Spokane’s Best Neighborhoods –
Hipster Rating (out of 10): 9
Predominant Housing Prices:
Ownership: About $150,000
Rentals: About $500
Housing Density: Moderate in most places
Mixed Use Rating: Good
The University District is a relatively new phenomenon within Spokane. When Gonzaga University gained national notoriety in the late 1990s, enrollment skyrocketed. Once a small school with about 4,000 students, Gonzaga is now well over 10,000. Growth was so fast and furious for a few years, administrators have consciously decided to slow the enrollment rate to better allow for managed growth.
In the meantime, Washington State University began aggressively purchasing parcels located just across the Spokane River from Gonzaga with plans for an expanded Spokane presence. Eastern Washington University, already with a hub downtown, partnered with WSU to establish a refreshed presence in Spokane.
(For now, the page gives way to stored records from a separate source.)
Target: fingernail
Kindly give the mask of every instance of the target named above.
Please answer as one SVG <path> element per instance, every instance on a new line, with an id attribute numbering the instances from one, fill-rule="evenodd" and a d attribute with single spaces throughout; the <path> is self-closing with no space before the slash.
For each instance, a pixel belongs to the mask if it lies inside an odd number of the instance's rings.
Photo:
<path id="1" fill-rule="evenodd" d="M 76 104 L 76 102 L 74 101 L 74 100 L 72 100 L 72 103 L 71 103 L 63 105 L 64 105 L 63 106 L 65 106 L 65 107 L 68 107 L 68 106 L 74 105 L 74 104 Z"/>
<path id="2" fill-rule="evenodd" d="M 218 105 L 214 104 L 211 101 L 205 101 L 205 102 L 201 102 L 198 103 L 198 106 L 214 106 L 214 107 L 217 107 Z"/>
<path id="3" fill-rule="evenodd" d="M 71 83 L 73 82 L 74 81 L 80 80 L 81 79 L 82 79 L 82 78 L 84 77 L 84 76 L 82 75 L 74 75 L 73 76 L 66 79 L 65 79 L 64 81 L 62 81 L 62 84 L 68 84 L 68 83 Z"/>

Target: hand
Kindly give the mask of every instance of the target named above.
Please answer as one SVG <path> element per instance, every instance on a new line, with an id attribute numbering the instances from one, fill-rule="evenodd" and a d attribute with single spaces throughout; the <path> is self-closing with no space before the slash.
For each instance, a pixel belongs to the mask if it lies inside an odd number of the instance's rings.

With all this activity, it wasn’t long before it crystallized within the minds of City boosters that a formal plan for University District development is a good economic development strategy.
Today, five universities have a presence within the University District: Gonzaga, Washington State, University of Washington, Whitworth, and Eastern Washington. And let’s not forget the step-child of the bunch – Spokane Community Colleges.
An Identifiable Center
The center of the University District is the Spokane River. Crisscrossed with footbridges and trails, access between campuses, housing, and commercial uses is no problem.
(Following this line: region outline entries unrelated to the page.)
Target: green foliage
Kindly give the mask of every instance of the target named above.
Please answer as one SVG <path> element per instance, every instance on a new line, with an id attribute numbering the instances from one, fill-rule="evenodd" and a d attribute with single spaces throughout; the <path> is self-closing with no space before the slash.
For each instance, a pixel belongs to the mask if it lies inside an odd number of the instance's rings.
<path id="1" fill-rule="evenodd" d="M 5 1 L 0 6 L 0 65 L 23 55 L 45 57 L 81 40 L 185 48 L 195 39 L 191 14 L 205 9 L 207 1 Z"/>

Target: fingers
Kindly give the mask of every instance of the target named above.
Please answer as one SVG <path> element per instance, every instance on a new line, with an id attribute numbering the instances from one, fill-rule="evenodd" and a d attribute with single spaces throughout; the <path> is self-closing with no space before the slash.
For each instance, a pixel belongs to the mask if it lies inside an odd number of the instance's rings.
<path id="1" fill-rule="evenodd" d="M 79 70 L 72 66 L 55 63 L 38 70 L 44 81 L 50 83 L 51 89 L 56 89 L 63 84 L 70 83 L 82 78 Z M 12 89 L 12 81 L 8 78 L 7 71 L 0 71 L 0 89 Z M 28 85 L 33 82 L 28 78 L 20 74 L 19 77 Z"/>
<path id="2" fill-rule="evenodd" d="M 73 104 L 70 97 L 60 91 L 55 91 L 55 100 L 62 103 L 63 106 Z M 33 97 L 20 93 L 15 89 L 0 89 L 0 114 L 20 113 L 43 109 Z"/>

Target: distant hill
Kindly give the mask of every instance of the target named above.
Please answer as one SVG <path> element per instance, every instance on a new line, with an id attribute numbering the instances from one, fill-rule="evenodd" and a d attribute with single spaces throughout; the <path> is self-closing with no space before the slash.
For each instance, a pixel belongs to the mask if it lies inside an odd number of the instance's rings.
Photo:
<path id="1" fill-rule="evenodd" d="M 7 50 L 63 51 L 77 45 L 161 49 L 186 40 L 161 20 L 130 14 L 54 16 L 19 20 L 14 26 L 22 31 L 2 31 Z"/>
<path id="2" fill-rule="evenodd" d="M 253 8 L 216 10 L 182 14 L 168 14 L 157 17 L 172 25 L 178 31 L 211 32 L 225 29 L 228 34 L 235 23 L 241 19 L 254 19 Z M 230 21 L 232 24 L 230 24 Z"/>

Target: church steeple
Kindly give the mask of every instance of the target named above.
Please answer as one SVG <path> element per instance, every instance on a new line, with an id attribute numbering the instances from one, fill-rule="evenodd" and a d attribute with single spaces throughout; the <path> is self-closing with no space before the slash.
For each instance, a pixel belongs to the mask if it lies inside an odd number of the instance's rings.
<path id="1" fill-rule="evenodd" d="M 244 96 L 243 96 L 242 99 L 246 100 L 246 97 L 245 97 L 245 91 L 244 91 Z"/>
The University District’s boundaries are quite distinct. A Burlington Northern rail line represents the District’s hard southern boundary. Due to its limited crossing points, positive economic impacts of the University District have a hard time migrating across the tracks into the Sprague Avenue area. Plans are in the works, however, to construct an ornate footbridge across the tracks in the hopes of spurring more investment.
To the west, the University District stops at Division Street, separating downtown from the neighborhood. To the east, the District generally stops at the Spokane River. The northern boundary is the most subtle as the District fades into predominantly single family homes of its neighbor.
A Front Door
The University District has great front doors, the most ornate located on the busy intersection of Sprague and Riverside. However you may enter the District, most ingress points tell the traveler that they have arrived.
Mixed Land Uses
The University District has a fine mix of land uses. Somewhat ironically, what is lacking most is high density housing options. Enticing housing developers that will construct well planned units in a manner that further stimulates all that student energy represents an opportunity both for real estate developers and the District.
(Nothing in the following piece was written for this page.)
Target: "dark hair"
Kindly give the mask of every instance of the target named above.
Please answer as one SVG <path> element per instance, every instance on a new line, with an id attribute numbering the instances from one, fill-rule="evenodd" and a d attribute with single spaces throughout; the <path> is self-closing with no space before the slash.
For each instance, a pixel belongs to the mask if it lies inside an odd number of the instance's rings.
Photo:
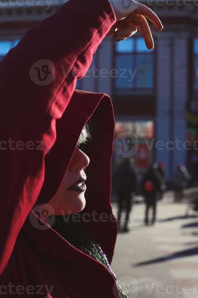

The University District’s Architecture tells the story of different development eras. On the Gonzaga side of the Spokane River, ornate and more traditional campus oriented architecture abounds. On the other side of the River, more contemporary structures are intermixed between old historic warehouses and brick buildings. Much of the private housing for students are converted Victorians that were once single family homes.
Structures that Address the Street
There’s a mixed bag here. On the new side of the District, most structures don’t address the street but the inner campus promenade. What street-side travelers get is a sea of surface parking. On the Gonzaga side of the District, the environment is much improved. Somehow, planners back in the late 1800s figured out how to accomplish the dual goals of addressing the street and addressing the inner campus.
Streets that Generally Connect
Aside from a few terminating at the Spokane River, most streets connect within the University District.
Most blocks within the U-District have detached sidewalks, even on the newer side of the River.
Although patchy and ripe for new plantings in some areas, much of the University District has street trees.
The U-District is quite walkable. Trails, detached sidewalks, foot bridges will all lead you to the multitude of mixed uses throughout the neighborhood. And, not to mention, downtown is about 5 minutes away.
Increasing student oriented residential housing density is the foremost challenge for the University District. The good news is the bulk of the U-District is within a tax increment area, by which there are still a number of years remaining on the TIF-clock. The University District Public Development Authority (a creature not unlike urban renewal authorities in other states) already exists and is a fine mechanism to establish residential development relationships with the intent to execute development deals.
Which brings me to challenge number two: analysis paralysis. Given the dearth of brainpower within the U-District, the Public Development Authority Board is stacked with, you guessed it, presidents from each of the respective universities, alongside other private sector professionals and civic boosters. This creates a board environment whereby voting members are more likely to discuss the philosophical aspects of given proposals, rather than concentrate on what it will take to close a transaction.
As uncomfortable as it may be, reduce the size of the PDA board to five or seven members. Stack the board with planners, private sector development professionals, and perhaps an attorney or two. Allow the university presidents to participate in an advisory capacity, and get to the business of generating more TIF dollars before the clock runs out.